Here's some more hackneyed social commentary cum gymboree equipment.

I really like the layout of this hillside here, it's like some kind of mid-nineties test film that Pixar made to woo investors or something. Unfortunately the paint is chipping off of the red steel parabolic curve on the right, slightly detracting from the effect of the thing.

But enough sculpture, excelsior!

Another nice metaphor: the big broad paved road here is a complete dead end, winding up at a locked gate to a field full of pipes somehow vital for Northwest Bucheon's municipal water system. The tiny right turn is the way to go.

I lack the vision to be able to tell whether or not this scene would be nicer without the giant pinwheels.

Here's a grave or two.

And your back on your way.

Inside this head there is an honest to god jungle gym of the real kind, but it seems, to me at least, to be unenjoyable. This is no abortive attempt at a joke.

Here's my favorite piece of sculpture on the mountain. Manhole cracked, bass writhing, bald man in a suit jacket holding an enigmatic flute/paintbrush/'tool' cigarette-style and appearing to be reeling from the fishing trip. Why?

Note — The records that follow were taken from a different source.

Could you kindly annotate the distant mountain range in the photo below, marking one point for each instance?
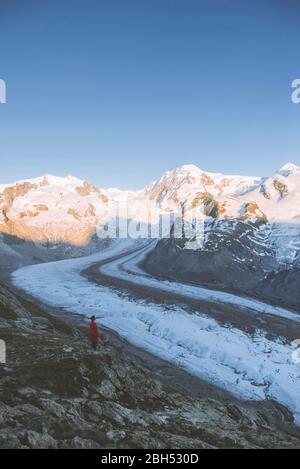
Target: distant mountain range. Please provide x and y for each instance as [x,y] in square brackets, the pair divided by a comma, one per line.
[252,225]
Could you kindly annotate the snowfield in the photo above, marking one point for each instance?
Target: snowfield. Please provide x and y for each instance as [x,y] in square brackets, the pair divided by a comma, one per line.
[250,367]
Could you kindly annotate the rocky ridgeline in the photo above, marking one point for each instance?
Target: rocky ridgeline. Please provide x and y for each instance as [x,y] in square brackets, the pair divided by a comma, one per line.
[56,393]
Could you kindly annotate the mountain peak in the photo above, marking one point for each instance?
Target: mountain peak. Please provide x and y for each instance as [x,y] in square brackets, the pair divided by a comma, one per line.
[288,168]
[189,168]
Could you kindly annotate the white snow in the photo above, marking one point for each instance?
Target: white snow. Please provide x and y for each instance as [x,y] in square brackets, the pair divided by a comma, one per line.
[249,367]
[127,268]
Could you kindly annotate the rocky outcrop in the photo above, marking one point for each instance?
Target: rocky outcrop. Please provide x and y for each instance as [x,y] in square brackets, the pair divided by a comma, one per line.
[236,246]
[251,211]
[56,393]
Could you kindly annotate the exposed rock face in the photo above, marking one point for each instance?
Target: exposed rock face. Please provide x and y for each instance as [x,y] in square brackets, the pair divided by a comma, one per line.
[56,393]
[212,208]
[50,209]
[234,256]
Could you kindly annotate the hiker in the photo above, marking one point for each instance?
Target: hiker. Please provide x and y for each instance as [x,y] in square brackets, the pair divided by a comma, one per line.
[94,332]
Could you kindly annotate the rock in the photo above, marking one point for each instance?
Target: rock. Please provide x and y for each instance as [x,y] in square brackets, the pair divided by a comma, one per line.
[40,440]
[107,389]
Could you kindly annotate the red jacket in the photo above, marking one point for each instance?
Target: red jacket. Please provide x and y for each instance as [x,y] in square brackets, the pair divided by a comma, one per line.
[94,332]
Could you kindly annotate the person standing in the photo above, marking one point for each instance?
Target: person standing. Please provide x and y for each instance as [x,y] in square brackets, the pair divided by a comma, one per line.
[94,332]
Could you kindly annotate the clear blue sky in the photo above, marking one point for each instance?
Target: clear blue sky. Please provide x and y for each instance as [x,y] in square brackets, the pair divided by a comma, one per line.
[118,91]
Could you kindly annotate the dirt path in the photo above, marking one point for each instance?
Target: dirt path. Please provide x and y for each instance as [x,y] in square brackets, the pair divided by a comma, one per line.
[242,318]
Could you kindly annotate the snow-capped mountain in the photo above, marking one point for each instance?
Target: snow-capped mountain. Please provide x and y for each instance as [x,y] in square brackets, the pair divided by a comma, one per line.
[184,185]
[252,224]
[67,210]
[52,209]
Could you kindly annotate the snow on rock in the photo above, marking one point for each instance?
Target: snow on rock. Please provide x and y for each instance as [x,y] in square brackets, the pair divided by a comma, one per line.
[250,367]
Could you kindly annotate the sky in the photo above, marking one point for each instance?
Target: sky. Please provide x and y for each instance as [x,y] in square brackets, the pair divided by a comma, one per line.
[119,91]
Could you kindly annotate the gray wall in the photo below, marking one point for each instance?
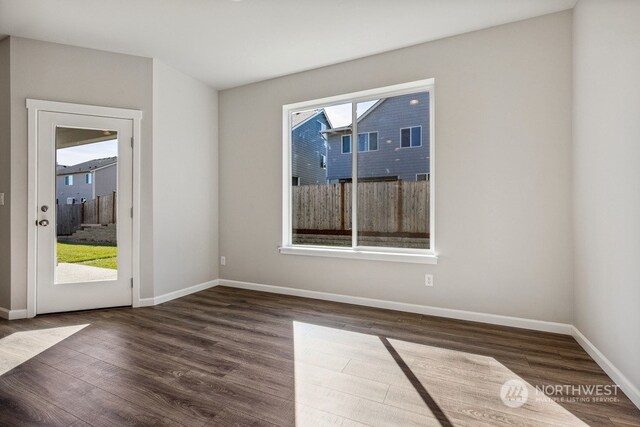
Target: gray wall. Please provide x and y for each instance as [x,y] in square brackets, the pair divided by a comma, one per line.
[70,74]
[5,176]
[185,183]
[503,178]
[607,179]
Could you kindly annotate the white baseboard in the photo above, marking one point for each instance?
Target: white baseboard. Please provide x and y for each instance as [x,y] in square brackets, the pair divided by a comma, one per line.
[13,314]
[146,302]
[614,373]
[494,319]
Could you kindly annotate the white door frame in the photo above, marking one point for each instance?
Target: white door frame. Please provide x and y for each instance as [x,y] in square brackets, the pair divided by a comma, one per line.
[34,106]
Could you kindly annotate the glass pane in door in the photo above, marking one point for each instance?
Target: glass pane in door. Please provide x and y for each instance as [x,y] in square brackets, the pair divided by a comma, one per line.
[86,248]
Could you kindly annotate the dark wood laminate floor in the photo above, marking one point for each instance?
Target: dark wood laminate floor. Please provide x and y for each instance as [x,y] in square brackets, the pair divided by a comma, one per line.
[231,357]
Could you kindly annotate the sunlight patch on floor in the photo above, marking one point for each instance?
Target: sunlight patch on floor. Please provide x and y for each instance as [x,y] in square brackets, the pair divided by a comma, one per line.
[347,378]
[17,348]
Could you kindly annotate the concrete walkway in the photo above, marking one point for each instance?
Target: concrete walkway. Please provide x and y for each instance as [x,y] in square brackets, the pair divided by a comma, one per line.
[73,273]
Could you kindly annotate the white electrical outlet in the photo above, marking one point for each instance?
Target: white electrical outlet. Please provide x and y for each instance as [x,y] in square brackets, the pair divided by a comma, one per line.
[428,279]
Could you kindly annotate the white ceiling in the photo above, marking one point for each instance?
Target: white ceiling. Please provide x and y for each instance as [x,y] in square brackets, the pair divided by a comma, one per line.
[227,43]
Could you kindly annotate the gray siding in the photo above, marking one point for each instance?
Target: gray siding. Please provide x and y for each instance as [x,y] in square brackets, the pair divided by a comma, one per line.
[106,180]
[390,160]
[307,146]
[80,189]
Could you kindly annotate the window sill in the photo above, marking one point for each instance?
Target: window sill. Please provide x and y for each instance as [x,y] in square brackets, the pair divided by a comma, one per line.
[348,253]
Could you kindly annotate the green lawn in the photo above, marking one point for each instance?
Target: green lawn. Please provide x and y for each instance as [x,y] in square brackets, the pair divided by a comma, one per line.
[96,256]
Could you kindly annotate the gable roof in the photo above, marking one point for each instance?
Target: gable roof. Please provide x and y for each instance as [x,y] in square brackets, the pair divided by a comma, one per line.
[362,116]
[88,166]
[301,117]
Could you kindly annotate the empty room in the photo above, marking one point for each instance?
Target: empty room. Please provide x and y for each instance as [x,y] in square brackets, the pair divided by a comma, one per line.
[338,213]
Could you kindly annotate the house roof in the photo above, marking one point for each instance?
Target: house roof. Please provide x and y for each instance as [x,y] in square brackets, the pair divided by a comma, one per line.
[91,165]
[362,116]
[300,117]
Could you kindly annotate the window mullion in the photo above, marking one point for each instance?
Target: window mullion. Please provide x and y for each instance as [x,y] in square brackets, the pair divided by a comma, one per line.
[354,174]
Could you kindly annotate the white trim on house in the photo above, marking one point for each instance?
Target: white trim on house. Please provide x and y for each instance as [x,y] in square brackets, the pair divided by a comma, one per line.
[34,106]
[618,377]
[147,302]
[362,252]
[12,314]
[493,319]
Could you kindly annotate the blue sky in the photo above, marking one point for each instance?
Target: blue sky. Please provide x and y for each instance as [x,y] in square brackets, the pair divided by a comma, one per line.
[340,115]
[82,153]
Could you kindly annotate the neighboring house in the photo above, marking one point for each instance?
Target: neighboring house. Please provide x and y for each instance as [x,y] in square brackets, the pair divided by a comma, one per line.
[393,142]
[309,147]
[86,181]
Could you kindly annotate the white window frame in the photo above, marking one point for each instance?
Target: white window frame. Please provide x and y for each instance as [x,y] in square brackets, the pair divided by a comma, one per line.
[411,137]
[422,256]
[369,141]
[350,144]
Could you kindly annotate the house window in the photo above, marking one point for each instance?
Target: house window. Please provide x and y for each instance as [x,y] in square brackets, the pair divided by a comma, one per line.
[346,144]
[367,141]
[411,137]
[374,206]
[373,141]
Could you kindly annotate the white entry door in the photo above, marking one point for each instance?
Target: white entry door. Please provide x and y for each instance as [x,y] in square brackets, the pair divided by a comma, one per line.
[84,212]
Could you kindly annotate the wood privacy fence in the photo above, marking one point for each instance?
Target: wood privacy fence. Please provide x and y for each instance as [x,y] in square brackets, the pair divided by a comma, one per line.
[399,208]
[101,210]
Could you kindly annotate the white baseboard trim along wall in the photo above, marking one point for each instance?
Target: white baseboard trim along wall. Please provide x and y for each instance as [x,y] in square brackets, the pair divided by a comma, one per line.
[146,302]
[494,319]
[614,373]
[12,314]
[537,325]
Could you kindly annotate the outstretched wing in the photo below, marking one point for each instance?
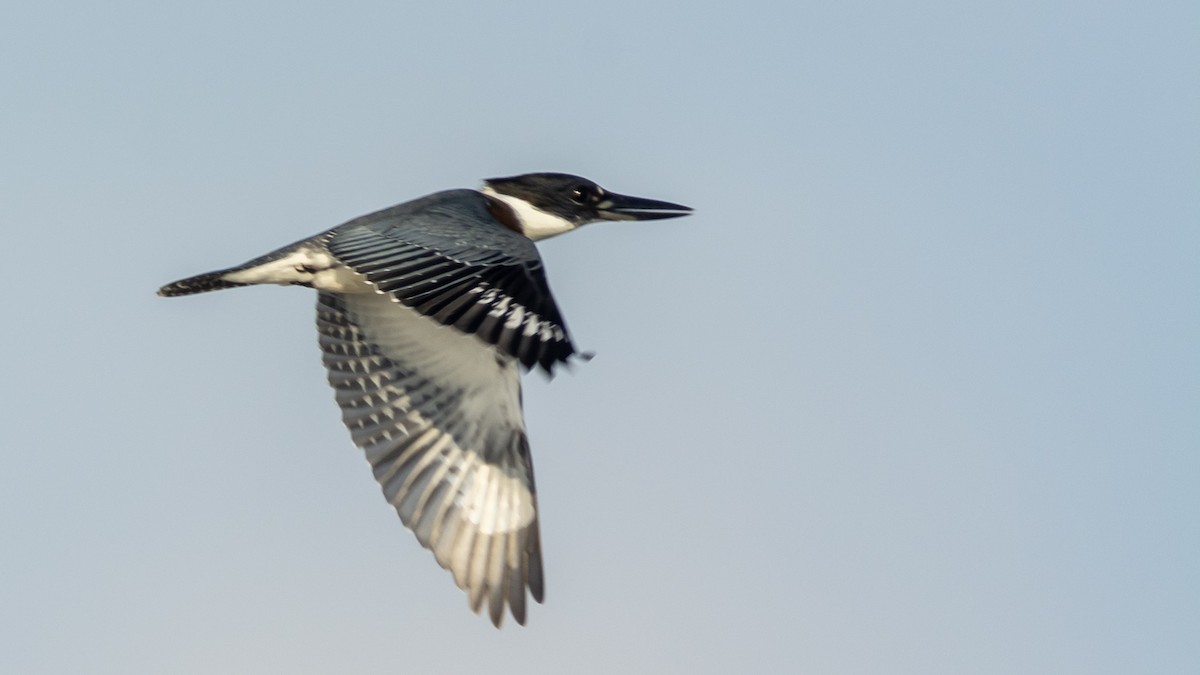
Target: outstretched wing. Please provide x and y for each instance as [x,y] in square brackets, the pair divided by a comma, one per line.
[447,257]
[438,414]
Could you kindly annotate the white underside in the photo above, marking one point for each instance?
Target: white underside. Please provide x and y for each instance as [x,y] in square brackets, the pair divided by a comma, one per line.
[489,378]
[535,223]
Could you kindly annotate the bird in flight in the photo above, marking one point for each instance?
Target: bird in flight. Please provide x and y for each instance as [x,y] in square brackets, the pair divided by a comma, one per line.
[426,314]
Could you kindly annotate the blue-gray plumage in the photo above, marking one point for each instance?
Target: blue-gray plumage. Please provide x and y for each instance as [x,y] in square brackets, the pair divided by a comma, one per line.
[425,314]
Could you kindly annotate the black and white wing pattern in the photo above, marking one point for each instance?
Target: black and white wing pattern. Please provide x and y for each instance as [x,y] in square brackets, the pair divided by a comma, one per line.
[438,413]
[431,255]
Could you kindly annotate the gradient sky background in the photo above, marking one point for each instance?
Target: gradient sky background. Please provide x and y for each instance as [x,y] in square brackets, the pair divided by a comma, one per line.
[917,389]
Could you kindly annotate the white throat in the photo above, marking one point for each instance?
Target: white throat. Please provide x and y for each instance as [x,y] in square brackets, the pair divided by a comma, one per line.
[535,223]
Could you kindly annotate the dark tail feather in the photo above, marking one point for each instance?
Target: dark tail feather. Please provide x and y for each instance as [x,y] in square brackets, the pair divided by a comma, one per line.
[198,284]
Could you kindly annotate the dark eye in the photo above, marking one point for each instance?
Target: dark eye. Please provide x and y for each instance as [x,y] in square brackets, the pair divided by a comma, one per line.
[583,195]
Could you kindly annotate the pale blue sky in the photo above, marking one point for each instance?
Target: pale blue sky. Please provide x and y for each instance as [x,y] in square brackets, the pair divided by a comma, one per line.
[917,389]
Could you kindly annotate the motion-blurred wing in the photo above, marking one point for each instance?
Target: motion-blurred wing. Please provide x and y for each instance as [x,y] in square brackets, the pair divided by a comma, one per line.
[438,414]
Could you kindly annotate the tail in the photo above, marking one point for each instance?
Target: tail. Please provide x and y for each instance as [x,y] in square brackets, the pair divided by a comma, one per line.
[199,284]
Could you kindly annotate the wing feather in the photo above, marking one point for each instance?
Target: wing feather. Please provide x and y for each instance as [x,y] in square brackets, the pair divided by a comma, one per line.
[438,416]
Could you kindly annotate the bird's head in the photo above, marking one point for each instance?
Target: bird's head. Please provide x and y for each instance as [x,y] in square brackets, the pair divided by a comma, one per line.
[545,204]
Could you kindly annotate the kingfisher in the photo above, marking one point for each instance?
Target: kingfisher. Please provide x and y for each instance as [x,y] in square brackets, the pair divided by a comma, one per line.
[427,312]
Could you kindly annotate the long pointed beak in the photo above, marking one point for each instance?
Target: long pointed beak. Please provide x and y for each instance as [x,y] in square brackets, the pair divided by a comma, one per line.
[622,207]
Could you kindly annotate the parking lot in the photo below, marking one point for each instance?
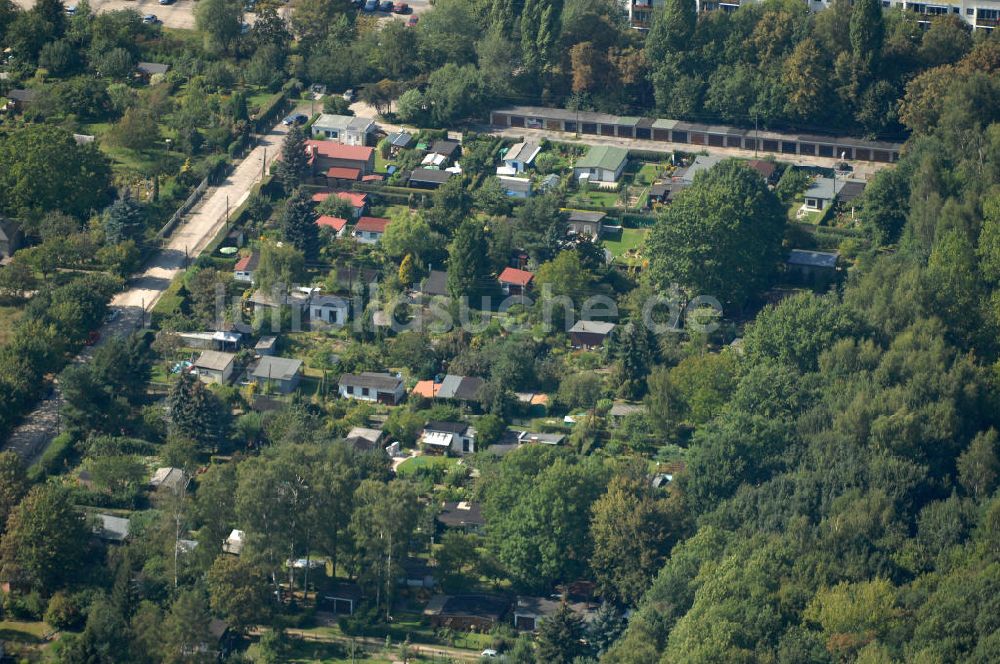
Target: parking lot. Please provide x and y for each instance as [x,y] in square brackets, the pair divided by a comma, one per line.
[180,14]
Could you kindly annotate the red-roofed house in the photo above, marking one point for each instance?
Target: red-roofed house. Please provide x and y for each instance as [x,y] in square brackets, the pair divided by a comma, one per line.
[327,154]
[343,174]
[370,229]
[336,224]
[245,267]
[358,201]
[514,281]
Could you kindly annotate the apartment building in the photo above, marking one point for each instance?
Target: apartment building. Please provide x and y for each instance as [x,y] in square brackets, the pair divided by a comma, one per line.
[979,14]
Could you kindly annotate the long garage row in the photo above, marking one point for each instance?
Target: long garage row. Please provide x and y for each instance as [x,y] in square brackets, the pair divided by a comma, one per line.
[692,133]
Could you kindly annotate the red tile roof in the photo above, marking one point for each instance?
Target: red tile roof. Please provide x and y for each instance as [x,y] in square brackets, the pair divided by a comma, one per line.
[341,173]
[357,200]
[426,388]
[333,150]
[511,275]
[336,223]
[243,263]
[372,224]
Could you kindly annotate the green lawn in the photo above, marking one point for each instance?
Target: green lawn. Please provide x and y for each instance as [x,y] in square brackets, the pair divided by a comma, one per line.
[606,199]
[647,174]
[381,164]
[425,461]
[630,239]
[8,316]
[23,632]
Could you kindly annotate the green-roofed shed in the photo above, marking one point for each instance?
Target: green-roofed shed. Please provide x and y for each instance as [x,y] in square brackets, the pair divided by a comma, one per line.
[602,163]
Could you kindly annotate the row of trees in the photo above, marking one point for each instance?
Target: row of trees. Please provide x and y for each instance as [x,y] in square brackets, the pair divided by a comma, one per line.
[848,455]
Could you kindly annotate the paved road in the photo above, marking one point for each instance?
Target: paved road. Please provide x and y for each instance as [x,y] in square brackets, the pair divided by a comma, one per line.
[180,14]
[188,239]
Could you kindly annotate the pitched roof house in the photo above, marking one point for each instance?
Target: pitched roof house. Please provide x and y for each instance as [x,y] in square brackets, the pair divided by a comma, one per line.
[514,281]
[447,149]
[234,543]
[283,373]
[245,267]
[111,528]
[515,187]
[370,230]
[529,612]
[329,309]
[521,155]
[589,333]
[371,386]
[466,612]
[172,479]
[448,437]
[214,366]
[582,222]
[336,224]
[462,515]
[327,154]
[428,178]
[602,163]
[345,129]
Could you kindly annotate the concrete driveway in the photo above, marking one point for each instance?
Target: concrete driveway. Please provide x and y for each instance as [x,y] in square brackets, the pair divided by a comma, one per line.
[188,240]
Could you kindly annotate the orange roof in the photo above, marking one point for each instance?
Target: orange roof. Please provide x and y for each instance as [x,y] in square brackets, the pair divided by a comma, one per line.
[426,388]
[336,223]
[372,224]
[341,173]
[511,275]
[333,150]
[244,263]
[357,200]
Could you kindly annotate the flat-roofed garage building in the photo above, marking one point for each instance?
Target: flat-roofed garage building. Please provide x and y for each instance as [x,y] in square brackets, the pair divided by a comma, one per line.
[587,123]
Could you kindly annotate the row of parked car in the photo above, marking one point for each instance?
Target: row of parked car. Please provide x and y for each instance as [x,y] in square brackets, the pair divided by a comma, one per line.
[387,6]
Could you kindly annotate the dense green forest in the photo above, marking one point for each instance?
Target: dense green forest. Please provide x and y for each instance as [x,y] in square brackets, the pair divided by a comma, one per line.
[844,486]
[835,470]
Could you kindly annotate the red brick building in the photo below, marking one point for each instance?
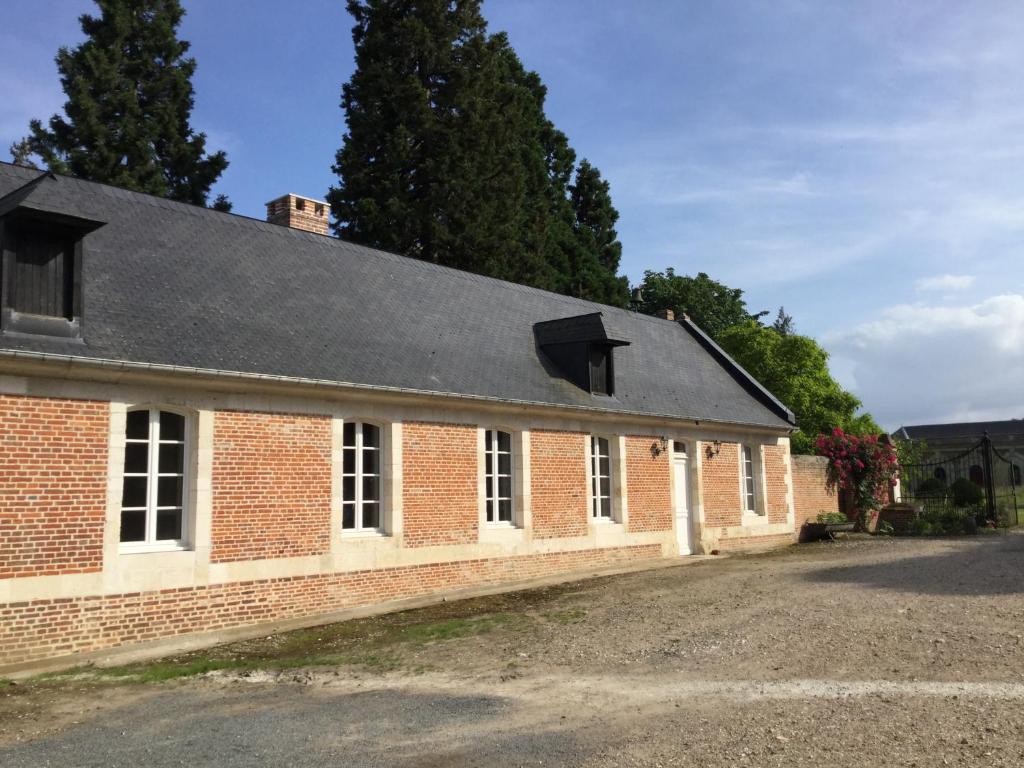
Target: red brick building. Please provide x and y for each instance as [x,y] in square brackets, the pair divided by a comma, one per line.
[211,423]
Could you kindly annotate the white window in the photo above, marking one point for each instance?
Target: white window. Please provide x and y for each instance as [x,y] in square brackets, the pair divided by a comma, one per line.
[600,471]
[153,508]
[360,477]
[498,474]
[749,485]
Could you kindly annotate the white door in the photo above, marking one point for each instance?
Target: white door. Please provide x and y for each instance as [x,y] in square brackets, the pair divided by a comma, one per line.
[684,530]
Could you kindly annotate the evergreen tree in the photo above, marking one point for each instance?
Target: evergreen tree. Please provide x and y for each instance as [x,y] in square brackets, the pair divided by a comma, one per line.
[129,94]
[712,305]
[449,156]
[594,224]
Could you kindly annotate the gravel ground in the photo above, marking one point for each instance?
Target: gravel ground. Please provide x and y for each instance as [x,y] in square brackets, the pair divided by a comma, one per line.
[860,652]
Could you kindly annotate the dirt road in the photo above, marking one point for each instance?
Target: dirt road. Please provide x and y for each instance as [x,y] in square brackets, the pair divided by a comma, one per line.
[866,652]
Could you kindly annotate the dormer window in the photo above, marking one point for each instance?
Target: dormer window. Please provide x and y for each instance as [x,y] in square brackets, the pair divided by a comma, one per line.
[581,348]
[39,280]
[600,369]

This is more or less the adult jungle gym portion of Chunui Mountain. On the right is some more low-key sculpture and on the left is some untarnishable indestructible public-use exercise equipment.

Seesaws, waist-twisting machines, and arm swinging machines.

Here's Bucheon stadium, seen from afar. If Mad Max comes to pass, this will be someone's stronghold.

Time to mount the summit, really really.

Oh, not yet, here's a rest stop. OK, now it's time to reach the top.

We're getting there.

Tada, Chunui Pavilion (춘의정). This is the catbird's seat from which to get hazy pictures of all the Bucheon landmarks.

On the left, the much talked-about Doosan We've apartments. The cream colored building on the left is the GS Square Department Store.

Cracking through the trees, it's Bucheon station (and Emart).

Pulling out, we can once again see Chunui-dong with Doosan We've in the background.

Here's the view off to the Northwest, and a bunch of stuff I don't recognize, including some of Incheon.

This is what the inside of Chunui Pavilion looks like.

On the way down I passed a woman swinging a farcically large hula loop, apparently under the impression that this was some sort of exercise.

And just as it began, so ends our trip up Chunui Mountain. Do check it out if you're in the neighborhood.